The species occurs from the inter-tidal zone to 180 metres below sea level. This brittle star may be found under boulders in tidal areas. It moves quickly away from light when exposed. To reduce exposure to high temperatures, O. schayeri will form clusters under boulders in rocky reef habitats. Under these boulders, they scavenge for food by extending their arms out at night. Like many species inhabiting tide pools, O. schayeri may be particularly susceptible to the increased temperatures and ocean acidification engendered by climate change.

== Life cycle ==
As all brittle stars, Schayer’s brittle star undergoes a process of metamorphoses throughout their life cycle, starting from planktotrophy and moving to brooded lecithotrophy. The larva of a Schayer’s brittle star is bilaterally symmetrical, with a ciliated band around the body. The next developmental form is a vitellaria larva, bordered by ciliary ridges. The vitellaria larva soon develops juvenile tube feet and ventral skeletal plates. This metamorphosis results in a full body transformation from bilateral to radial symmetrical form, the last of which resembles other members of the Echinodermata phylum. (Selvakumaraswamy & Byrne, 2004).
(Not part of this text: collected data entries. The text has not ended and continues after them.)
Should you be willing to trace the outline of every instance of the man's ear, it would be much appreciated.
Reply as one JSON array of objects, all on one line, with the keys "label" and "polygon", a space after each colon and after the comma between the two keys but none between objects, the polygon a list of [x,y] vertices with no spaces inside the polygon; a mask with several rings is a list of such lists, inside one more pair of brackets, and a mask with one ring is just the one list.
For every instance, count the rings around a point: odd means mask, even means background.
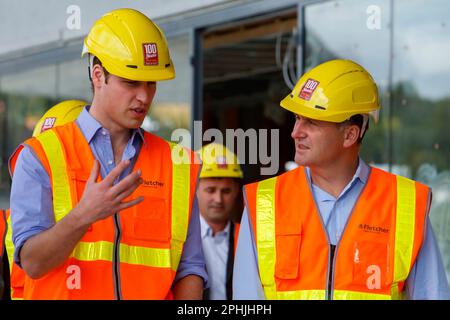
[{"label": "man's ear", "polygon": [[103,68],[96,64],[92,67],[92,71],[91,71],[91,75],[92,75],[92,84],[94,85],[95,88],[99,88],[102,86],[102,84],[104,83],[104,73],[103,73]]},{"label": "man's ear", "polygon": [[350,148],[358,143],[360,129],[357,125],[349,125],[344,129],[344,148]]}]

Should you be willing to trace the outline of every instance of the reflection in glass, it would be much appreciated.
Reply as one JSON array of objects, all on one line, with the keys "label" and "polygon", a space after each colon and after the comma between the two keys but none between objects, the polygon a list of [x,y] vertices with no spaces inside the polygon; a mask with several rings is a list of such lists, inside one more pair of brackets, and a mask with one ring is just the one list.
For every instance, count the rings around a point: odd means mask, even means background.
[{"label": "reflection in glass", "polygon": [[307,6],[305,26],[306,70],[347,58],[373,75],[381,121],[371,124],[362,156],[432,188],[430,219],[450,276],[448,1],[331,1]]}]

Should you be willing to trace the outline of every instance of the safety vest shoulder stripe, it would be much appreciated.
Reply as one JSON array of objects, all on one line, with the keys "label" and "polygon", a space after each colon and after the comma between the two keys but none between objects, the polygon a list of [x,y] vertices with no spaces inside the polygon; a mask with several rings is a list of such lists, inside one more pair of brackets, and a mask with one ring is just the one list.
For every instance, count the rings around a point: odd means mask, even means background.
[{"label": "safety vest shoulder stripe", "polygon": [[56,132],[53,130],[45,131],[36,138],[41,143],[50,165],[53,211],[55,221],[58,222],[73,208],[64,150]]},{"label": "safety vest shoulder stripe", "polygon": [[397,176],[394,282],[405,281],[413,258],[416,209],[415,182]]},{"label": "safety vest shoulder stripe", "polygon": [[172,142],[170,145],[172,155],[172,238],[184,241],[189,217],[189,191],[190,189],[190,158],[188,151]]},{"label": "safety vest shoulder stripe", "polygon": [[[172,157],[172,265],[178,266],[186,241],[190,211],[190,157],[182,146],[168,142]],[[188,191],[188,192],[186,192]],[[176,196],[175,196],[176,195]]]},{"label": "safety vest shoulder stripe", "polygon": [[256,191],[256,238],[258,239],[258,264],[264,287],[275,286],[275,187],[277,178],[258,183]]}]

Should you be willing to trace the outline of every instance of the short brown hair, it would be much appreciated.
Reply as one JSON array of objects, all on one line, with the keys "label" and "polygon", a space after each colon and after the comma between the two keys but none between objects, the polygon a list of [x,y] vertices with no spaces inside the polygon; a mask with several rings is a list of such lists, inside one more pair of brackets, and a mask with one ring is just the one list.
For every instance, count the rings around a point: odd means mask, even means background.
[{"label": "short brown hair", "polygon": [[[94,66],[98,64],[100,67],[102,67],[103,69],[103,73],[105,74],[105,83],[108,83],[108,77],[110,75],[110,73],[108,72],[108,70],[106,70],[106,68],[102,65],[102,62],[97,58],[94,57],[93,61],[92,61],[92,68],[94,68]],[[89,65],[89,79],[91,80],[91,90],[92,93],[94,93],[94,84],[92,83],[92,76],[91,76],[92,70],[91,70],[91,66]]]},{"label": "short brown hair", "polygon": [[[361,130],[362,130],[362,126],[364,123],[364,117],[362,114],[355,114],[353,116],[350,117],[350,119],[345,120],[344,122],[339,123],[339,126],[341,125],[356,125],[359,128],[360,131],[360,135],[361,135]],[[364,133],[362,135],[362,137],[358,137],[358,143],[360,144],[362,142],[362,140],[364,139],[364,136],[366,135],[367,130],[369,130],[369,119],[367,119],[367,124],[366,124],[366,128],[364,130]]]}]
This evolutionary adaptation from planktotrophic to lecithotrophic development can be associated with an increased maternal reliance. The lecithotrophic development evolved along with a larger egg. Both of these evolutionary adaptations led to an increase in triglyceride present in the eggs. The effect of this increase in triglyceride levels on the eggs is still currently undergoing research (Inke et al, 2006).

== Bioluminescence ==
Similar to the related species O. fasciata, Schayer's brittle star is capable of bioluminescence, which may function as a warning to predators. It is hypothesized that this behavioral phenomenon requires extra-cellular calcium, associating with the radial nerve chord in order to trigger the luminescence. The fluorescent cells are photocytes, which can be found under the ventral, dorsal, and lateral arm plates. The true functional purpose of this bioluminescence has yet to be studied.